The Girl from the Chartreuse – Pierre Péju (2005)

Translated by Ina Rilke from the French original La Petite Chartreuse (2002), The Girl from the Chartreuse is a heart-breaking story about Vollard, a book-seller who accidentally runs over a 10-year old girl with his van. The novel revolves around the three protagonists of Vollard, the little girl Éva and her mother Thérèse. Struck by the accident, Vollard reads fairytales to Éva, who sinks into coma after the accident, in the absence of her mother a rather aimless wanderer who abandons her child in her search for her own identity.

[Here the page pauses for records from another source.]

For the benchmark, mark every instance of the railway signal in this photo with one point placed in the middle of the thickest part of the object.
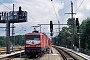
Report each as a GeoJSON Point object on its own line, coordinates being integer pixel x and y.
{"type": "Point", "coordinates": [77, 25]}
{"type": "Point", "coordinates": [51, 28]}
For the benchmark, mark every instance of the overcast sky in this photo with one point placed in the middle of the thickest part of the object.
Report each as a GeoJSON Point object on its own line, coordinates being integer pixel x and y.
{"type": "Point", "coordinates": [42, 11]}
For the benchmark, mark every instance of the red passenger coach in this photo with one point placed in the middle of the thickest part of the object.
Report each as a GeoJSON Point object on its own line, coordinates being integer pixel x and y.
{"type": "Point", "coordinates": [36, 43]}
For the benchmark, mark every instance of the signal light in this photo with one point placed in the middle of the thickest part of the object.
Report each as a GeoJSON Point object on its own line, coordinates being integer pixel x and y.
{"type": "Point", "coordinates": [77, 23]}
{"type": "Point", "coordinates": [51, 26]}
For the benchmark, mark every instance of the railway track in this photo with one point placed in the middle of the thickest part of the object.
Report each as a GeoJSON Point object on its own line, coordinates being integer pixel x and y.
{"type": "Point", "coordinates": [20, 56]}
{"type": "Point", "coordinates": [65, 54]}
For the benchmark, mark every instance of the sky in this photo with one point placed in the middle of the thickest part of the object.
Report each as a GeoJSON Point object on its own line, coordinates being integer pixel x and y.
{"type": "Point", "coordinates": [43, 11]}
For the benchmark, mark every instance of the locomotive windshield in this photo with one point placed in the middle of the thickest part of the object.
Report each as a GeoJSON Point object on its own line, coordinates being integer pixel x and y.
{"type": "Point", "coordinates": [33, 37]}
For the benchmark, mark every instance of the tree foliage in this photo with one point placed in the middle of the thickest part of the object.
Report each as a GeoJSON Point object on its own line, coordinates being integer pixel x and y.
{"type": "Point", "coordinates": [19, 40]}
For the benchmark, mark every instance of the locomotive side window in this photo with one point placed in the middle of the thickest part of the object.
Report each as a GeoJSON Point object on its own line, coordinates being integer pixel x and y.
{"type": "Point", "coordinates": [32, 37]}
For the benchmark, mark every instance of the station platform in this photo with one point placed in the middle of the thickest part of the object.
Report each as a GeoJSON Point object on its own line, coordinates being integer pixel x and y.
{"type": "Point", "coordinates": [52, 56]}
{"type": "Point", "coordinates": [13, 53]}
{"type": "Point", "coordinates": [86, 57]}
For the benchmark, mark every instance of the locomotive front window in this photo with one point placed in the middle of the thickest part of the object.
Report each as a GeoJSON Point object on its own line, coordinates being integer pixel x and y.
{"type": "Point", "coordinates": [32, 37]}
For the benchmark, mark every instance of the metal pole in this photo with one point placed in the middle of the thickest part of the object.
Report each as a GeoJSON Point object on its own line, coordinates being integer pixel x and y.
{"type": "Point", "coordinates": [13, 42]}
{"type": "Point", "coordinates": [7, 36]}
{"type": "Point", "coordinates": [40, 28]}
{"type": "Point", "coordinates": [72, 42]}
{"type": "Point", "coordinates": [59, 32]}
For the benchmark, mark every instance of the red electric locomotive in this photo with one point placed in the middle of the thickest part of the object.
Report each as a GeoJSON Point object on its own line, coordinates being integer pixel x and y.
{"type": "Point", "coordinates": [36, 43]}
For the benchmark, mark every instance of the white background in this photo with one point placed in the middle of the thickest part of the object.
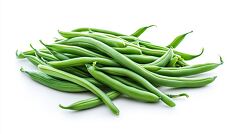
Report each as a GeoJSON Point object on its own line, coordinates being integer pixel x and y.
{"type": "Point", "coordinates": [27, 107]}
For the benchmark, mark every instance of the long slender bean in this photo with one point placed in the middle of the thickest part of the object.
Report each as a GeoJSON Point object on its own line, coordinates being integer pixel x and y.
{"type": "Point", "coordinates": [126, 62]}
{"type": "Point", "coordinates": [140, 80]}
{"type": "Point", "coordinates": [164, 60]}
{"type": "Point", "coordinates": [178, 40]}
{"type": "Point", "coordinates": [82, 82]}
{"type": "Point", "coordinates": [124, 89]}
{"type": "Point", "coordinates": [189, 70]}
{"type": "Point", "coordinates": [141, 30]}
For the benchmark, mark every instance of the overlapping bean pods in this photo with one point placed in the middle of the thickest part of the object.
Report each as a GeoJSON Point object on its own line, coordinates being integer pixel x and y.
{"type": "Point", "coordinates": [110, 64]}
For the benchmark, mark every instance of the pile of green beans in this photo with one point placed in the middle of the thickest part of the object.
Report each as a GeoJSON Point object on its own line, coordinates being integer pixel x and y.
{"type": "Point", "coordinates": [110, 64]}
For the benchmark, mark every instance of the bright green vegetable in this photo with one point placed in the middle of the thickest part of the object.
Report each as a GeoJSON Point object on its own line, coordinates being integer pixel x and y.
{"type": "Point", "coordinates": [141, 30]}
{"type": "Point", "coordinates": [124, 89]}
{"type": "Point", "coordinates": [60, 85]}
{"type": "Point", "coordinates": [82, 82]}
{"type": "Point", "coordinates": [178, 40]}
{"type": "Point", "coordinates": [140, 80]}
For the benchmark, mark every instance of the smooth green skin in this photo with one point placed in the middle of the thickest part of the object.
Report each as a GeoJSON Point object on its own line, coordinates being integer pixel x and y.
{"type": "Point", "coordinates": [31, 52]}
{"type": "Point", "coordinates": [73, 50]}
{"type": "Point", "coordinates": [188, 70]}
{"type": "Point", "coordinates": [140, 80]}
{"type": "Point", "coordinates": [82, 61]}
{"type": "Point", "coordinates": [90, 103]}
{"type": "Point", "coordinates": [129, 50]}
{"type": "Point", "coordinates": [127, 82]}
{"type": "Point", "coordinates": [143, 59]}
{"type": "Point", "coordinates": [122, 88]}
{"type": "Point", "coordinates": [178, 40]}
{"type": "Point", "coordinates": [94, 101]}
{"type": "Point", "coordinates": [172, 62]}
{"type": "Point", "coordinates": [126, 62]}
{"type": "Point", "coordinates": [34, 60]}
{"type": "Point", "coordinates": [59, 85]}
{"type": "Point", "coordinates": [164, 60]}
{"type": "Point", "coordinates": [113, 42]}
{"type": "Point", "coordinates": [88, 60]}
{"type": "Point", "coordinates": [82, 82]}
{"type": "Point", "coordinates": [185, 56]}
{"type": "Point", "coordinates": [141, 30]}
{"type": "Point", "coordinates": [97, 30]}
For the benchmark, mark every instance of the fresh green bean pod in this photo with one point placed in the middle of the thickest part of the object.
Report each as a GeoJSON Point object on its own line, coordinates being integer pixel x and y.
{"type": "Point", "coordinates": [164, 60]}
{"type": "Point", "coordinates": [94, 101]}
{"type": "Point", "coordinates": [126, 62]}
{"type": "Point", "coordinates": [90, 103]}
{"type": "Point", "coordinates": [73, 50]}
{"type": "Point", "coordinates": [84, 29]}
{"type": "Point", "coordinates": [178, 40]}
{"type": "Point", "coordinates": [31, 52]}
{"type": "Point", "coordinates": [143, 59]}
{"type": "Point", "coordinates": [140, 80]}
{"type": "Point", "coordinates": [113, 42]}
{"type": "Point", "coordinates": [141, 30]}
{"type": "Point", "coordinates": [185, 56]}
{"type": "Point", "coordinates": [129, 50]}
{"type": "Point", "coordinates": [127, 82]}
{"type": "Point", "coordinates": [172, 62]}
{"type": "Point", "coordinates": [124, 89]}
{"type": "Point", "coordinates": [188, 70]}
{"type": "Point", "coordinates": [59, 85]}
{"type": "Point", "coordinates": [82, 82]}
{"type": "Point", "coordinates": [82, 61]}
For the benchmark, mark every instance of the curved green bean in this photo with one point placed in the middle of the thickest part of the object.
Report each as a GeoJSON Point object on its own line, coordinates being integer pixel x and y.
{"type": "Point", "coordinates": [97, 30]}
{"type": "Point", "coordinates": [164, 60]}
{"type": "Point", "coordinates": [126, 62]}
{"type": "Point", "coordinates": [140, 80]}
{"type": "Point", "coordinates": [82, 82]}
{"type": "Point", "coordinates": [141, 30]}
{"type": "Point", "coordinates": [178, 40]}
{"type": "Point", "coordinates": [60, 85]}
{"type": "Point", "coordinates": [124, 89]}
{"type": "Point", "coordinates": [189, 70]}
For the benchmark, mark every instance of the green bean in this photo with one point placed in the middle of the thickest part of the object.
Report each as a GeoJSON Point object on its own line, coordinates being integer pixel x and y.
{"type": "Point", "coordinates": [185, 56]}
{"type": "Point", "coordinates": [73, 50]}
{"type": "Point", "coordinates": [82, 61]}
{"type": "Point", "coordinates": [46, 56]}
{"type": "Point", "coordinates": [94, 101]}
{"type": "Point", "coordinates": [126, 62]}
{"type": "Point", "coordinates": [140, 80]}
{"type": "Point", "coordinates": [113, 42]}
{"type": "Point", "coordinates": [172, 62]}
{"type": "Point", "coordinates": [60, 85]}
{"type": "Point", "coordinates": [141, 30]}
{"type": "Point", "coordinates": [178, 40]}
{"type": "Point", "coordinates": [127, 82]}
{"type": "Point", "coordinates": [164, 60]}
{"type": "Point", "coordinates": [33, 59]}
{"type": "Point", "coordinates": [82, 82]}
{"type": "Point", "coordinates": [31, 52]}
{"type": "Point", "coordinates": [142, 58]}
{"type": "Point", "coordinates": [124, 89]}
{"type": "Point", "coordinates": [188, 70]}
{"type": "Point", "coordinates": [90, 103]}
{"type": "Point", "coordinates": [97, 30]}
{"type": "Point", "coordinates": [129, 50]}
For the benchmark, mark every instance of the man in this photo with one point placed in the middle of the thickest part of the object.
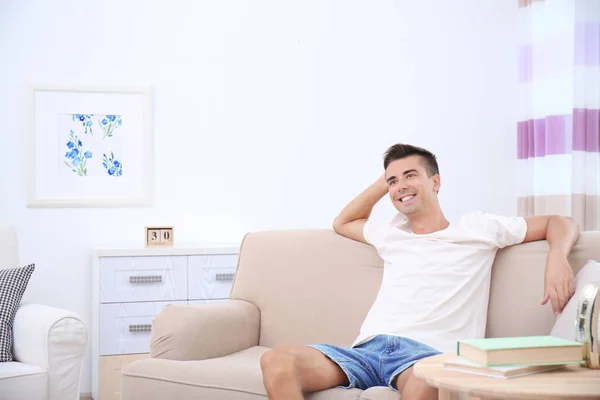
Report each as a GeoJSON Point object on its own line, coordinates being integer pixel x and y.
{"type": "Point", "coordinates": [434, 289]}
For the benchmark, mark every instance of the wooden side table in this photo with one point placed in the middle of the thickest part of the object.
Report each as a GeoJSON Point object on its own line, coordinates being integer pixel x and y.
{"type": "Point", "coordinates": [571, 382]}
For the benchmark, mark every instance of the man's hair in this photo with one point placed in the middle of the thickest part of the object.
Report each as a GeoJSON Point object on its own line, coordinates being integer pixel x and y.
{"type": "Point", "coordinates": [400, 150]}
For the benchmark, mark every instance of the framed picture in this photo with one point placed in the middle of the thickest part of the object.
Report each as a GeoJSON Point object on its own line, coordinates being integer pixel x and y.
{"type": "Point", "coordinates": [90, 147]}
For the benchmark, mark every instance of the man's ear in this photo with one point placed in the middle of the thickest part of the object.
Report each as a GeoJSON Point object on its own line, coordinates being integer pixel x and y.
{"type": "Point", "coordinates": [437, 183]}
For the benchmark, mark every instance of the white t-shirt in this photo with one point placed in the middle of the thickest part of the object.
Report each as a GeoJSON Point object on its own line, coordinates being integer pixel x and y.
{"type": "Point", "coordinates": [435, 286]}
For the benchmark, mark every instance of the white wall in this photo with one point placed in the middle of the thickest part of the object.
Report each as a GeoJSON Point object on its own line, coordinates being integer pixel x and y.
{"type": "Point", "coordinates": [268, 114]}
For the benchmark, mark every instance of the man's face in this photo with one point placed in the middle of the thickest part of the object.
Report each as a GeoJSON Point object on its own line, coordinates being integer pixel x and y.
{"type": "Point", "coordinates": [411, 189]}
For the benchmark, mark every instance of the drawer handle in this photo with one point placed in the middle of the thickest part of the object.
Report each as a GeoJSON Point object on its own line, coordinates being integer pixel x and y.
{"type": "Point", "coordinates": [140, 328]}
{"type": "Point", "coordinates": [225, 276]}
{"type": "Point", "coordinates": [145, 279]}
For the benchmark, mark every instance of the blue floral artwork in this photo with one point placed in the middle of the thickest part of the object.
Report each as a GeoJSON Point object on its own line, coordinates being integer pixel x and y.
{"type": "Point", "coordinates": [75, 157]}
{"type": "Point", "coordinates": [86, 122]}
{"type": "Point", "coordinates": [80, 144]}
{"type": "Point", "coordinates": [113, 167]}
{"type": "Point", "coordinates": [109, 123]}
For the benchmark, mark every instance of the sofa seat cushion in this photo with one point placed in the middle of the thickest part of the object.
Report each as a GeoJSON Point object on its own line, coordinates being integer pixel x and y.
{"type": "Point", "coordinates": [234, 377]}
{"type": "Point", "coordinates": [20, 381]}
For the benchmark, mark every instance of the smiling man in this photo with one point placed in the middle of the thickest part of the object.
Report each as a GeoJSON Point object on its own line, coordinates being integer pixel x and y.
{"type": "Point", "coordinates": [435, 284]}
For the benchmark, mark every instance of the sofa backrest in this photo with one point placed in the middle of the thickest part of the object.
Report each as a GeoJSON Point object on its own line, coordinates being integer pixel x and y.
{"type": "Point", "coordinates": [315, 286]}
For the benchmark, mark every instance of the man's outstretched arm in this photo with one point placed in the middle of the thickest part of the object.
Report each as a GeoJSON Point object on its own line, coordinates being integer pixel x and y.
{"type": "Point", "coordinates": [352, 218]}
{"type": "Point", "coordinates": [561, 233]}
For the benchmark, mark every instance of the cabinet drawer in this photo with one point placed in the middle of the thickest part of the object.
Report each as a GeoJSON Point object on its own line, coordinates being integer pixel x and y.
{"type": "Point", "coordinates": [143, 279]}
{"type": "Point", "coordinates": [210, 283]}
{"type": "Point", "coordinates": [214, 261]}
{"type": "Point", "coordinates": [125, 327]}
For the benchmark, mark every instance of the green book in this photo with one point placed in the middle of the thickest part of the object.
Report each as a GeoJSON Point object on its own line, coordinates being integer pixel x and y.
{"type": "Point", "coordinates": [521, 350]}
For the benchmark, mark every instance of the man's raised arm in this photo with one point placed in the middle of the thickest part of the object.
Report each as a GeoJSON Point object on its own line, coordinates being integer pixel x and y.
{"type": "Point", "coordinates": [352, 218]}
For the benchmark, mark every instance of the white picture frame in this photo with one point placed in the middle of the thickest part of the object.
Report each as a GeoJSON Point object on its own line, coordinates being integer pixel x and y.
{"type": "Point", "coordinates": [90, 147]}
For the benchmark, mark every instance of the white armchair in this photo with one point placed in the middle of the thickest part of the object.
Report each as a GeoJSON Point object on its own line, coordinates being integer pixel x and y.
{"type": "Point", "coordinates": [48, 346]}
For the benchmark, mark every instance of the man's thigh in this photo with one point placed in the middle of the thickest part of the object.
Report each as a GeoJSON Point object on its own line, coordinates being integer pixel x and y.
{"type": "Point", "coordinates": [315, 371]}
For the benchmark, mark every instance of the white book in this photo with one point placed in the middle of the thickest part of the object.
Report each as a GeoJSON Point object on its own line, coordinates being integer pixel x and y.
{"type": "Point", "coordinates": [498, 371]}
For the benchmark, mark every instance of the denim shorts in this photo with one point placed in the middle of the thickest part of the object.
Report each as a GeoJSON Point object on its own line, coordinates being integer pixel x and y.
{"type": "Point", "coordinates": [378, 361]}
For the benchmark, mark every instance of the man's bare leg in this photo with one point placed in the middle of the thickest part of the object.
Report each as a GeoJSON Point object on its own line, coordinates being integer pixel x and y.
{"type": "Point", "coordinates": [413, 388]}
{"type": "Point", "coordinates": [288, 371]}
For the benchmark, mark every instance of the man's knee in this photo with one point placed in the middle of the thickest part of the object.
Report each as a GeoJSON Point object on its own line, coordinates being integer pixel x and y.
{"type": "Point", "coordinates": [416, 389]}
{"type": "Point", "coordinates": [277, 365]}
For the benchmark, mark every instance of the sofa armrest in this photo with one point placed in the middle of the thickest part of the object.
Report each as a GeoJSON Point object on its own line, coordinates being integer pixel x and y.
{"type": "Point", "coordinates": [198, 332]}
{"type": "Point", "coordinates": [54, 339]}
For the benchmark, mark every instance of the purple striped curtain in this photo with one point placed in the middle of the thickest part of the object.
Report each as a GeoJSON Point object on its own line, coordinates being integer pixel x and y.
{"type": "Point", "coordinates": [558, 125]}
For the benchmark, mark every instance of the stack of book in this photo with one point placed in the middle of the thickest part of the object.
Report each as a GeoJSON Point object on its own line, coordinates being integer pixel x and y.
{"type": "Point", "coordinates": [514, 356]}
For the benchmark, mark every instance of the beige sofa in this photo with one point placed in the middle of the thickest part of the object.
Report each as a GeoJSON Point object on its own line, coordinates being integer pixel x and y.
{"type": "Point", "coordinates": [310, 286]}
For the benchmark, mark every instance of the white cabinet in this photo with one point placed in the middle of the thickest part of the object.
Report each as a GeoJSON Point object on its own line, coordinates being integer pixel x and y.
{"type": "Point", "coordinates": [131, 286]}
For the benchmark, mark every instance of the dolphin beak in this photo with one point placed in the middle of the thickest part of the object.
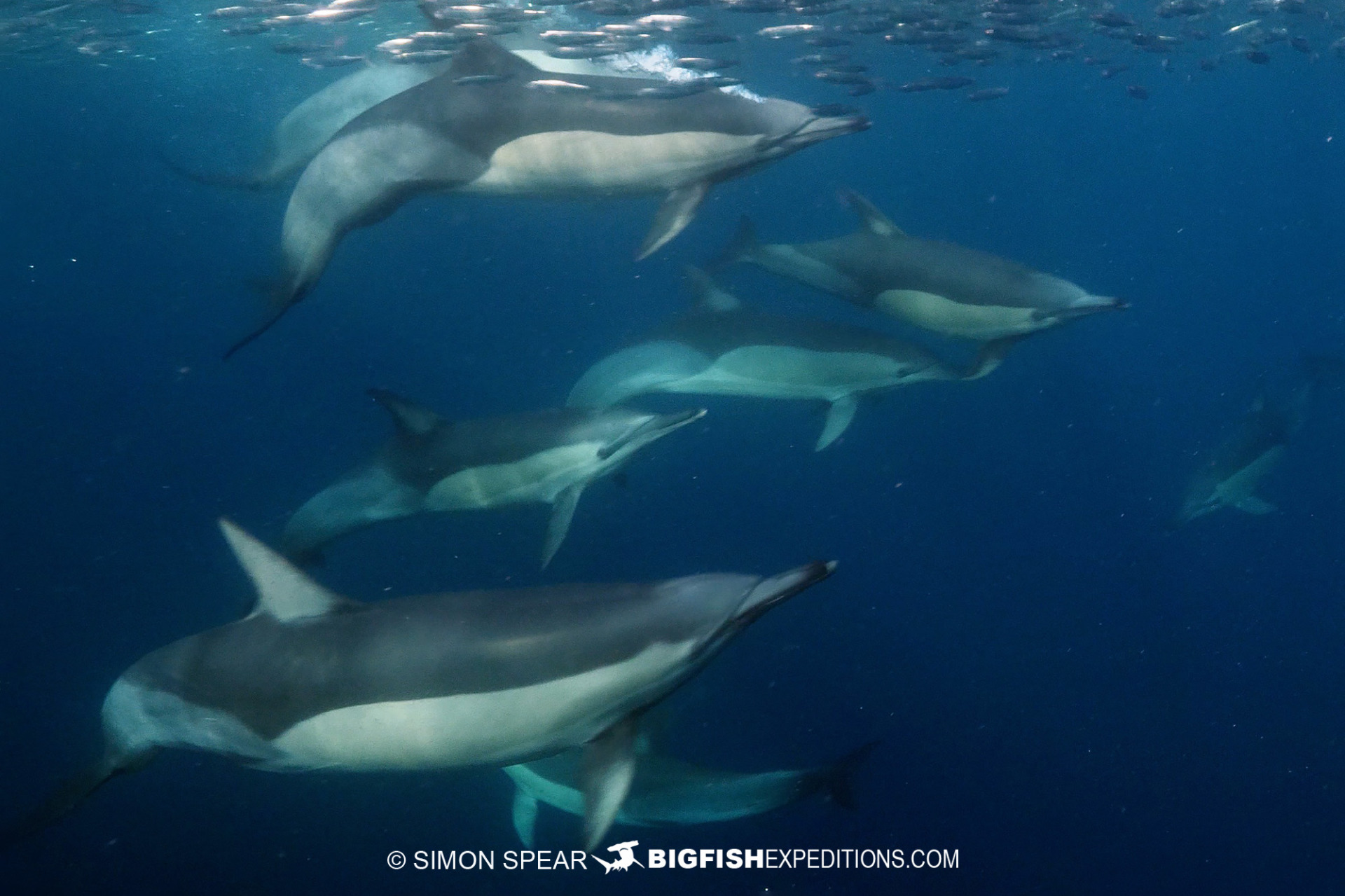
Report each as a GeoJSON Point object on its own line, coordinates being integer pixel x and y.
{"type": "Point", "coordinates": [820, 130]}
{"type": "Point", "coordinates": [668, 422]}
{"type": "Point", "coordinates": [776, 590]}
{"type": "Point", "coordinates": [654, 428]}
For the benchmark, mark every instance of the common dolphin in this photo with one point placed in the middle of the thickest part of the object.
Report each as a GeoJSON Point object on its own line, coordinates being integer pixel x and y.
{"type": "Point", "coordinates": [670, 792]}
{"type": "Point", "coordinates": [938, 286]}
{"type": "Point", "coordinates": [307, 128]}
{"type": "Point", "coordinates": [315, 681]}
{"type": "Point", "coordinates": [1238, 467]}
{"type": "Point", "coordinates": [495, 124]}
{"type": "Point", "coordinates": [724, 349]}
{"type": "Point", "coordinates": [432, 464]}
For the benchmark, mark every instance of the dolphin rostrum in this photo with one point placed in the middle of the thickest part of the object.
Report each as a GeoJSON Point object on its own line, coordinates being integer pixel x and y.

A profoundly moving novel that deals with the themes of life, childhood, loneliness and above all the question of how to accept oneself and understand differences, what struck me the most about the novel was not the story, as much as the sheer poetry of the oeuvre. Pure brilliance shines through every page, as Péju evokes tears with his poetic prose and makes your heart ache at Éva’s situation and Vollard’s loneliness and his pain. Poignant and beautiful, this is a book worth reading.

As the tradition goes, I leave you with an excerpt that has stayed with me even a year after I first read the book. It won’t take a genius to understand why…

"The Verb To Be" was the name of an old bookshop. A murky place, due not to a lack of lighting but to all the nooks and crannies. A deep space with dark,worn floorboards and secluded niches. Books everywhere, spread on tables and upright in rows, thousands of silent observers on wooden shelves.
An ongoing battle between dust and the printed word at "The Verb To Be," cardboard boxes overflowing with books, piles of volumes threatening to topple. Anarchy reigning supreme. Grandiose anarchy. A profusion of genres and titles. A joyous alchemy. It was here that people could drop by any day to procure their reading matter,highbrow or popular, arcane or classis, in exchange for a modest sum.